La motion, qui poursuivra son chemin au Conseil des Etats, demande l’élaboration d’une stratégie impliquant la Confédération, les cantons et les communes, selon les responsabilités de chacun. Elle permettra aussi de doter le Service fédéral de lutte contre le racisme de ressources supplémentaires. Actuellement composé de 3,8 équivalents temps plein (ETP), il gagnerait rapidement un poste et encore 1,6 ETP dès 2026.
Lors des débats de jeudi, l’agression de Zurich était dans les esprits de tous les élus. «L’acte violent et antisémite, commis par un adolescent de 15 ans radicalisé, nous a laissés bouche bée», a commencé Samira Marti. La coprésidente du groupe socialiste a rappelé que la communauté juive soutenait la motion, alors que Jonathan Kreutner, secrétaire général de la Fédération suisse des communautés israélites (FSCI), suivait le débat depuis la tribune réservée au public.
Le chef du groupe PLR au parlement Damien Cottier, rapporteur du texte aux côtés de Samira Marti, a adressé un message de solidarité à la communauté juive de Zurich et de Suisse.
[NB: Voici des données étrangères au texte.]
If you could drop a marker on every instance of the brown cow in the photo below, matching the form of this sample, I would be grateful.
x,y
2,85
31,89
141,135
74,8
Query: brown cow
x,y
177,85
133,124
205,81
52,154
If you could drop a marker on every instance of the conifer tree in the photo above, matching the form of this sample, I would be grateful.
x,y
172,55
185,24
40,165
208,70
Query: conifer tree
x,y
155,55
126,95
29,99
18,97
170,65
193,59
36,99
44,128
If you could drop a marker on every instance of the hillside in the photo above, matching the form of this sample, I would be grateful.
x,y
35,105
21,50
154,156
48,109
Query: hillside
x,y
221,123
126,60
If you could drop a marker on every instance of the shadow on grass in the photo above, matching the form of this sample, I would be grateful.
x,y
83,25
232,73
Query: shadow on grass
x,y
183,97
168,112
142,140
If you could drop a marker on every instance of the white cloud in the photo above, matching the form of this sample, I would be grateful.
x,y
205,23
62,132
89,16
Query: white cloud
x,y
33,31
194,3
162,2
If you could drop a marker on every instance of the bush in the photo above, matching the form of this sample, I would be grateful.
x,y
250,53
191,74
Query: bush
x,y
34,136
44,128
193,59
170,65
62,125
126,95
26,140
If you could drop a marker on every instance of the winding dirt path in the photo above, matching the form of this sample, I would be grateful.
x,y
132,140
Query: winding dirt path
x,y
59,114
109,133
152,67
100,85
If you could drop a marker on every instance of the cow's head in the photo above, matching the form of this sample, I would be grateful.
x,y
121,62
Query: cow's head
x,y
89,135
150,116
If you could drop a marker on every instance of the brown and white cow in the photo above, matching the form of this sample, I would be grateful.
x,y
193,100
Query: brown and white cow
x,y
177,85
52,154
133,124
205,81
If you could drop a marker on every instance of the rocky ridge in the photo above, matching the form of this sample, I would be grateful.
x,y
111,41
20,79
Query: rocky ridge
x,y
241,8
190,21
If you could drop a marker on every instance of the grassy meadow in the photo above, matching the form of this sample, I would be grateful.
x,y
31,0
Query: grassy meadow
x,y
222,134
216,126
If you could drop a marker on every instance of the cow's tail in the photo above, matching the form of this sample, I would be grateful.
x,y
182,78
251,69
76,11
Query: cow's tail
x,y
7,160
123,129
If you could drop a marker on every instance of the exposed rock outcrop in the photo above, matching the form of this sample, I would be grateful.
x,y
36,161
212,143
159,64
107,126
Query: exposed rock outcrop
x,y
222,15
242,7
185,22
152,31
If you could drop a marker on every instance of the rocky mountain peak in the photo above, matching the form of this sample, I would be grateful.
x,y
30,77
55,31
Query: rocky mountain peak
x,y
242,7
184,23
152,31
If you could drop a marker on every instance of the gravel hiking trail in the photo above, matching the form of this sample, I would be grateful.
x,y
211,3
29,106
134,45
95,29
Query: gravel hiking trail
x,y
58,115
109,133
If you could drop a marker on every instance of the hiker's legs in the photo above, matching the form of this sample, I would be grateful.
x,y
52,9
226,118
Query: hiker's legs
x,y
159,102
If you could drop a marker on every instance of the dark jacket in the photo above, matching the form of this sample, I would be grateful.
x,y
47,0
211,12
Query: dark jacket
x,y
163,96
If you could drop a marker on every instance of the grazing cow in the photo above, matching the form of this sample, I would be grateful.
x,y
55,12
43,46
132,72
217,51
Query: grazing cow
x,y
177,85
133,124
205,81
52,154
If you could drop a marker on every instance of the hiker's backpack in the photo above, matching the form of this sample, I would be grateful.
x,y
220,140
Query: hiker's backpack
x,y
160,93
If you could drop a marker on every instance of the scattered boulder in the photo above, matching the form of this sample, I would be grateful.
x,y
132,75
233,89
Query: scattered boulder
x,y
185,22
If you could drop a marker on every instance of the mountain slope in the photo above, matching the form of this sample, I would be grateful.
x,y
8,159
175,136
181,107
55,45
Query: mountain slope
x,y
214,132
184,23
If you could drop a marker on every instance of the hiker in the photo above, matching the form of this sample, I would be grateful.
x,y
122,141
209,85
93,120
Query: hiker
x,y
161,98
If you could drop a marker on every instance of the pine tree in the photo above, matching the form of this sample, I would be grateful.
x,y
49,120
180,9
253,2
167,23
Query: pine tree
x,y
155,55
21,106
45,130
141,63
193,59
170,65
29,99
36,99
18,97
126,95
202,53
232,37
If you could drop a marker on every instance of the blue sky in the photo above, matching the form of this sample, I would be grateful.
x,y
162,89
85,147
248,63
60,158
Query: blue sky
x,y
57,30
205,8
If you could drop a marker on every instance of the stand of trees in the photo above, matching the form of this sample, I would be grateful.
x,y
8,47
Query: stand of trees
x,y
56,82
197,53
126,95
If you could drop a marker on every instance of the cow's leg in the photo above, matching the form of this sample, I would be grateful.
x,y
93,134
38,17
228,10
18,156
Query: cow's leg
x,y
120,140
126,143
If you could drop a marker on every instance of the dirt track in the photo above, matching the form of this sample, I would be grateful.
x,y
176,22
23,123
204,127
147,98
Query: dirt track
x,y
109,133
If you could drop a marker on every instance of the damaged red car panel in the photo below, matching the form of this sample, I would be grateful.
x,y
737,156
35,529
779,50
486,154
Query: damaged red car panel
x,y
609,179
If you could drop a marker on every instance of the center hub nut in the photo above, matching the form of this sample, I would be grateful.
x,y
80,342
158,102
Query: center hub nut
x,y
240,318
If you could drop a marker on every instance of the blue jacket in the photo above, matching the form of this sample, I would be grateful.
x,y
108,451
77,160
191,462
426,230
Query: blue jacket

Il a cité les chiffres de la Cicad (Coordination intercommunautaire contre l’antisémitisme et la diffamation): celle-ci a recensé 944 actes antisémites en 2023 en Suisse romande, soit 68% de plus par rapport à l’année précédente. «Ces actes se multiplient depuis les attentats du Hamas et la réaction israélienne qui cause une souffrance hors de proportion à Gaza», a-t-il souligné. La motion, issue de la Commission des institutions politiques, cible les points faibles du dispositif suisse actuel. «Une stratégie nationale assurera la cohérence et la complémentarité des actions nationales, cantonales et communales. Elle ne visera pas seulement l’antisémitisme mais toutes les formes de racisme», a défendu le Neuchâtelois Damien Cottier, qui juge les actions ponctuelles insuffisantes.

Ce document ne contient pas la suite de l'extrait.